Efficient Market Hypothesis … people will always have to learn the hard way

Monday, October 7th, 2013 @ 3:11 pm | Electronics, Finance

In 2006/07 I started my journey into the financial markets that led me into learning about options, futures and foreign exchange; eventually into taking the CFA program. That journey started with AMD and a study that we had to do for school. That was a time when AMD was running on all cylinders. They were taking server market share, leading on the 64-bit transition and had a general cost advantage over Intel. Major PC makers were moving from Intel only shops to support both companies.

What is did not understand was that the market prices in all of these news topics, and unless I had information that the market had I was just buying a fairly valued stock. If I had predicted their new processors would dominate the market and steal market share, that would be different and I would be able to profit. Once the news is out and the trend is out, people can easily figure out at consensus forecast that prices in the most likely outcome.

Two things happened that were not priced in:

1) AMD bought ATI, a company worth equal to its own market capitalization at the time. They bought it for strategic reasons that were long term, and correct but they could not predict that shortly after the financial markets would be in turmoil just after. They had high debt, no profits, and a terrible environment to raise new capital.

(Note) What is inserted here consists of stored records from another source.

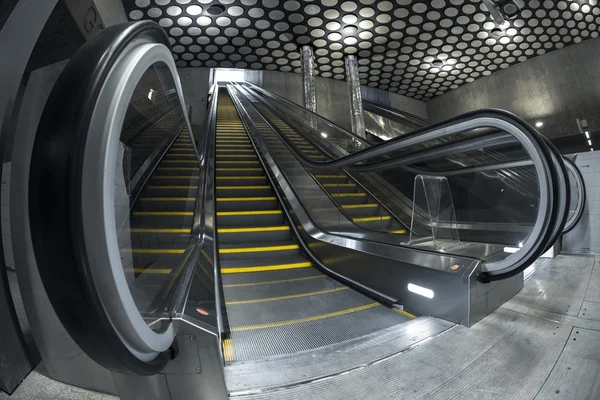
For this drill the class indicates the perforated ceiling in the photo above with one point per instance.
(418, 48)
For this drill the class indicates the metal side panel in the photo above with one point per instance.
(64, 360)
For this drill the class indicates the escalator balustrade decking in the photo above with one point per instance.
(358, 205)
(277, 302)
(162, 218)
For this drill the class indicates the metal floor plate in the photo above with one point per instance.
(537, 346)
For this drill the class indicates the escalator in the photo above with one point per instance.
(251, 259)
(274, 295)
(386, 123)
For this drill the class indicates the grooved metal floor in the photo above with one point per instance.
(539, 345)
(277, 302)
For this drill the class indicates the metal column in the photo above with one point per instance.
(358, 119)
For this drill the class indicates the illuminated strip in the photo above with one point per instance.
(158, 251)
(264, 268)
(304, 320)
(238, 250)
(259, 229)
(273, 282)
(292, 296)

They sold off most of their fabrication capacity at very discounted prices.

2) Intel offered their customers financial incentives to discontinue the use of AMD processors. This was illegal and AMD later won the court case, but the damage was done. AMD lost market share literally over night, was forced to heavily discount their products, and this caused a serious financial problem for the company with the point above.


The reason I am bringing this up, is that over the weekend someone was pitching AMD and citing currently public information as reason to invest. This is a plan to lose money. Real investors take a position either short if they believe consensus to too high, or long if they believe that the underlying market trends are stronger than they currently forecast. This happens often, but the regular person who picks up investing does not have the skills to do the valuation models or is not informed enough on the underlying macro economic conditions. Their are other ways to do this such as long-short investments, but this is not what is normally talked about. Most of the “retail” herd simply invests in low dollar denominated stocks, and “trades” short term market oscillations.

As a ending to this article, I will play devil’s advocate and list the bear opinion on AMD.

1) AMD sold off their fabrication capacity, they have a long term disadvantage in that they no longer control the platform. Their are successful fab-less companies but they are in high margin markets developing niche products.

2) Europe (one of AMDs largest markets) is in tatters.

3)Interest rates are going up. Intel has no debt, and as such AMD is at a competitive disadvantage.

4)Windows 8 upgrade cycle is in progress and is priced in. New consoles are not significant profit drivers.